# VLAN and Bridge - how is the situation on the host



## chrbr (Oct 11, 2022)

Dear community,
I am digging for information about VLAN and how to handle jails. As far as I understood a bridge is able to put different VLAN together and assign them to a network interface as em0 or others. The handbook https://docs.freebsd.org/en/books/handbook/advanced-networking/#network-bridging states In many respects, a bridge is like an Ethernet switch with very few ports. .

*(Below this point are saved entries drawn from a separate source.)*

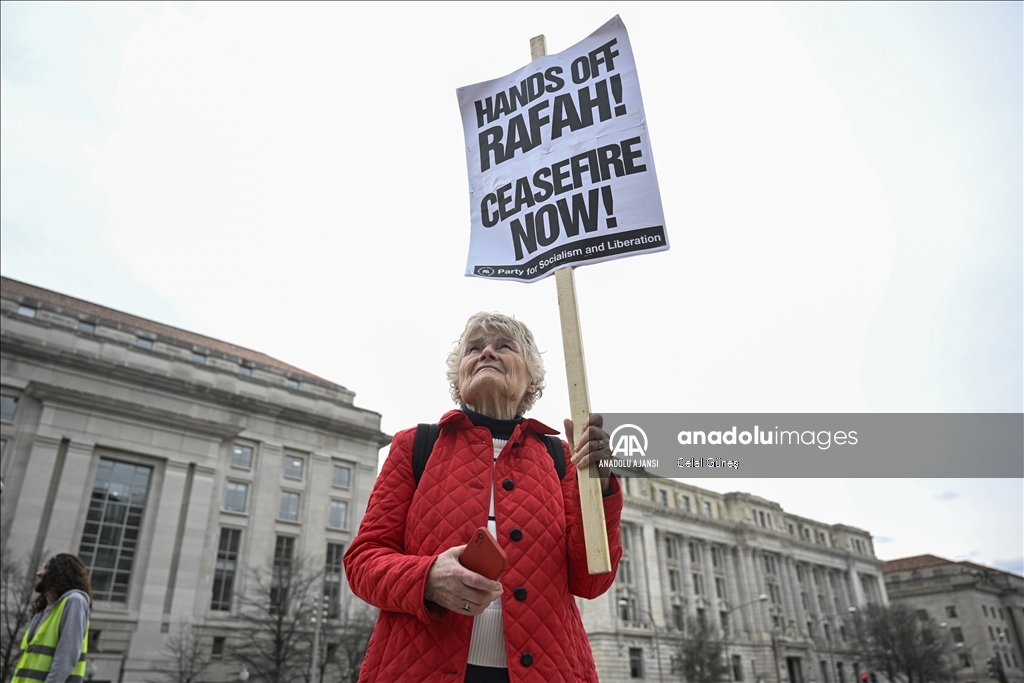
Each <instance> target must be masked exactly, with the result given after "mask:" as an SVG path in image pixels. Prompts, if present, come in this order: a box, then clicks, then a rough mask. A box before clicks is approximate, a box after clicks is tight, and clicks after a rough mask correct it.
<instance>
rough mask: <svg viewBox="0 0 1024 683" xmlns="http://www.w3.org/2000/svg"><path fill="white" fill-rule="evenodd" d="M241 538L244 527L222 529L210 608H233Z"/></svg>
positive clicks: (228, 609) (230, 609)
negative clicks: (236, 575) (238, 527)
mask: <svg viewBox="0 0 1024 683" xmlns="http://www.w3.org/2000/svg"><path fill="white" fill-rule="evenodd" d="M241 539H242V529H239V528H221V529H220V545H219V546H218V547H217V564H216V566H215V568H214V571H213V600H211V601H210V609H216V610H218V611H230V610H231V593H232V591H233V590H234V572H236V571H237V570H238V563H239V541H240V540H241ZM221 640H223V639H221ZM214 643H216V639H214ZM221 645H223V643H221Z"/></svg>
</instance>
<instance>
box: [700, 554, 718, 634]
mask: <svg viewBox="0 0 1024 683" xmlns="http://www.w3.org/2000/svg"><path fill="white" fill-rule="evenodd" d="M700 559H701V560H702V564H703V574H705V590H706V591H707V592H708V608H709V609H710V610H711V612H712V613H711V614H710V615H709V618H710V621H709V622H708V623H709V624H719V616H718V612H719V607H718V594H717V593H716V592H715V568H714V567H713V566H712V563H711V543H708V542H706V541H701V542H700ZM719 626H721V624H719Z"/></svg>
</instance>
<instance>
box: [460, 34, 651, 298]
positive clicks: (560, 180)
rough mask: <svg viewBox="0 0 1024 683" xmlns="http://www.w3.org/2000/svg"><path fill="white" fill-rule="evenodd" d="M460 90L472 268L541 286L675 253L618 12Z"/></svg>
mask: <svg viewBox="0 0 1024 683" xmlns="http://www.w3.org/2000/svg"><path fill="white" fill-rule="evenodd" d="M458 95H459V106H460V109H461V110H462V124H463V129H464V131H465V134H466V163H467V165H468V167H469V196H470V212H471V221H472V224H471V229H470V240H469V260H468V262H467V264H466V274H467V275H475V276H478V278H494V279H504V280H515V281H519V282H534V281H537V280H540V279H541V278H545V276H547V275H550V274H551V273H552V272H554V271H555V270H557V269H558V268H562V267H565V266H570V265H583V264H586V263H598V262H600V261H608V260H611V259H616V258H624V257H626V256H633V255H636V254H643V253H647V252H655V251H664V250H666V249H668V248H669V237H668V233H667V232H666V230H665V216H664V214H663V212H662V197H660V194H659V193H658V189H657V174H656V173H655V172H654V159H653V157H652V156H651V151H650V140H649V139H648V135H647V123H646V118H645V117H644V112H643V101H642V100H641V98H640V83H639V81H638V80H637V71H636V65H635V63H634V60H633V50H632V48H631V47H630V39H629V36H628V35H627V33H626V27H625V26H624V25H623V22H622V19H620V18H618V16H617V15H616V16H615V17H614V18H612V19H611V20H610V22H608V23H607V24H605V25H604V26H602V27H601V28H600V29H598V30H597V31H595V32H594V33H593V34H591V35H590V36H588V37H587V38H585V39H584V40H582V41H580V42H579V43H577V44H575V45H573V46H572V47H570V48H568V49H567V50H564V51H563V52H559V53H558V54H551V55H548V56H545V57H540V58H538V59H535V60H534V61H531V62H530V63H529V66H528V67H525V68H523V69H520V70H519V71H517V72H515V73H513V74H509V75H508V76H505V77H502V78H498V79H495V80H493V81H487V82H485V83H477V84H476V85H469V86H466V87H464V88H459V90H458Z"/></svg>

If the bridge is like a Ethernet switch there is only one line to the networking interface as em0 or so. On a Ethernet switch only one cable connects a router or other "uplink hardware". Then the host must be connected by a VLAN, too. On the other hand the bridge is located on the host and the host could directly access the networking interface.

What is the situation? Or are both options possible?

Thank you very much for your help in advance,
Christoph


----------



## SirDice (Oct 11, 2022)

A bridge(4) is a layer 2 connection. In it's most basic form it's indeed similar to a switch. 

There are several ways to deal with VLANs. You typically create a vlan(4) interface on the host and link that to your bridge. Then the traffic on the bridge will be the _untagged_ traffic of that VLAN. You could also pass all the _tagged_ VLANs on the bridge, connect your VMs or jails to that and do the vlan(4) interface on the jail or VM. 

Whatever you do you need to remember there's a difference between _tagged_ and _untagged_ traffic when dealing with VLANs. All the vlan(4) interface does is add/remove the VLAN header (with the corresponding VLAN ID) and pass the traffic.


----------